Note: The maximum number of warmup days will override the above convergence criteria, i.e. the simulation proper will start even if convergence has not occurred after the maximum number of warmup days.


Maximum number of shadow overlaps

Enter the maximum number of figures per shadow overlap. The shadow overlaps is a measure of the amount of complexity in the shading calculation and this maximum value allows you to limit the amount of time spent in the solar initialisation calculations.
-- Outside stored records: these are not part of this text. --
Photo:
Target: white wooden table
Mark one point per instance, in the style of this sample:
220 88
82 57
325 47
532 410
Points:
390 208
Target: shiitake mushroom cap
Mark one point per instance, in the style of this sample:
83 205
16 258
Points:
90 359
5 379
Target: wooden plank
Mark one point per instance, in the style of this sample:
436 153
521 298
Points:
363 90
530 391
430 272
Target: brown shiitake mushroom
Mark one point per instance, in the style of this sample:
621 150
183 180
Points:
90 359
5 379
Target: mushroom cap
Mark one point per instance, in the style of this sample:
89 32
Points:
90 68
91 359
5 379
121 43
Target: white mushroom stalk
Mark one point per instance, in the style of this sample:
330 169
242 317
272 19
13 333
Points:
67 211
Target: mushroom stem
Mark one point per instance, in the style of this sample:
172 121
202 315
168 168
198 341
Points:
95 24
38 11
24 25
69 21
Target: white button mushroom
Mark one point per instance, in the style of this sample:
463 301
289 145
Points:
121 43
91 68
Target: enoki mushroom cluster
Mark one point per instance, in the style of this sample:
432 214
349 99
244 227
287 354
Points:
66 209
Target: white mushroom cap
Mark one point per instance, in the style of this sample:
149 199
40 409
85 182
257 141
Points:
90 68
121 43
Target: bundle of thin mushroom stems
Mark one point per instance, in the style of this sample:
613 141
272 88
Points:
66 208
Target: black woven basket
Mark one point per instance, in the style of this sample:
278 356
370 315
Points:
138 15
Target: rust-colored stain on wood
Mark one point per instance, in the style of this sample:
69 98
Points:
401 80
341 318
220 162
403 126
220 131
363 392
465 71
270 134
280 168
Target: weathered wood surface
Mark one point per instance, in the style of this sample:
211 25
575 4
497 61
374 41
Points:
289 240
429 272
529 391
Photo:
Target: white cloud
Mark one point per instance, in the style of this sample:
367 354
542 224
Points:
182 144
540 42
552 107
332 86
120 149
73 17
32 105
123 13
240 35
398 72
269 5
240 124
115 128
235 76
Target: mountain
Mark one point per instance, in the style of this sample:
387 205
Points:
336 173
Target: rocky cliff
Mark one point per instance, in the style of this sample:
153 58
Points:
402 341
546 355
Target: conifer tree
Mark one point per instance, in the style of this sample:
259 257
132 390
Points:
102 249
Note: entering a small value here can speed up simulations in complex buildings. If you plan to use Maximum shadow overlaps below the default value of 15000 you should check accuracy of solar gains relative to results using default value

Polygon clipping algorithm

This is an advanced feature. Prior to V7, the internal polygon clipping method was a special case of the Weiler-Atherton method. Now, two options are available:



Theoretically, Sutherland-Hodgman is a simpler algorithm but it works well in cases where receiving surfaces (of shadows) are non-convex. The Weiler-Atherton implementation is only accurate where both casting and receiving surfaces are convex. Warnings/severe errors are displayed when necessary. More details on polygon clipping are contained in the Engineering Reference.

Include IDF Data

You can include up to 2 custom IDF data in your EnergyPlus simulations by checking the IDF File 1 or IDF File 2 check boxes and entering the name of the IDF data source file. The contents of any files specified are copied to the end of the IDF data generated by DesignBuilder before simulation. This can be a useful way to add in extra output reports, simulation objects etc, that do not interfere with the main IDF data.


For example if you needed to access output reports data not normally provided by DesignBuilder such as "Time Heating Setpoint Not Met While Occupied" then you might save a small IDF file in the DesignBuilder EnergyPlus folder called Reports Variables Database.idf containing this data:


Output:Variable, *, Time Heating Setpoint Not Met While Occupied, monthly;

Output:Variable, *, Time Cooling Setpoint Not Met While Occupied, monthly;


The file must be selected on this dialog as shown below.



After the simulation is finished the above setpoint not met monthly data would be included in the eso file which can be viewed outside DesignBuilder to obtain the extra outputs.

Important Note: Included IDF files must be located in the EnergyPlus folder.

Tip: A more flexible way to include IDF is available through EMS Scripting. Scripts are saved with the dsb file so they are completely portable. Also you can store and manage a list of various IDF datasets with EMS which makes it easier to switch various models and/or outputs in and out very easily. See How to Generate and View Extra EnergyPlus Outputs for more details on the recommended method.


Surfaces within zone treated as adiabatic

EnergyPlus support recommend modelling surfaces wholly contained within a zone as adiabatic and this option allows you to follow this advice. We have found that in practice this option does not make much difference in results or in simulation speed so for most cases you can leave it in its default state.


See also EnergyPlus Errors and Warnings

Note: 'surfaces contained within a zone' are frequently generated when one of the zone merging options is used where a partition or floor which would have separated two zones actually sits within the merged zone. These surfaces do not refer to hanging partitions which are modelled using Internal thermal mass.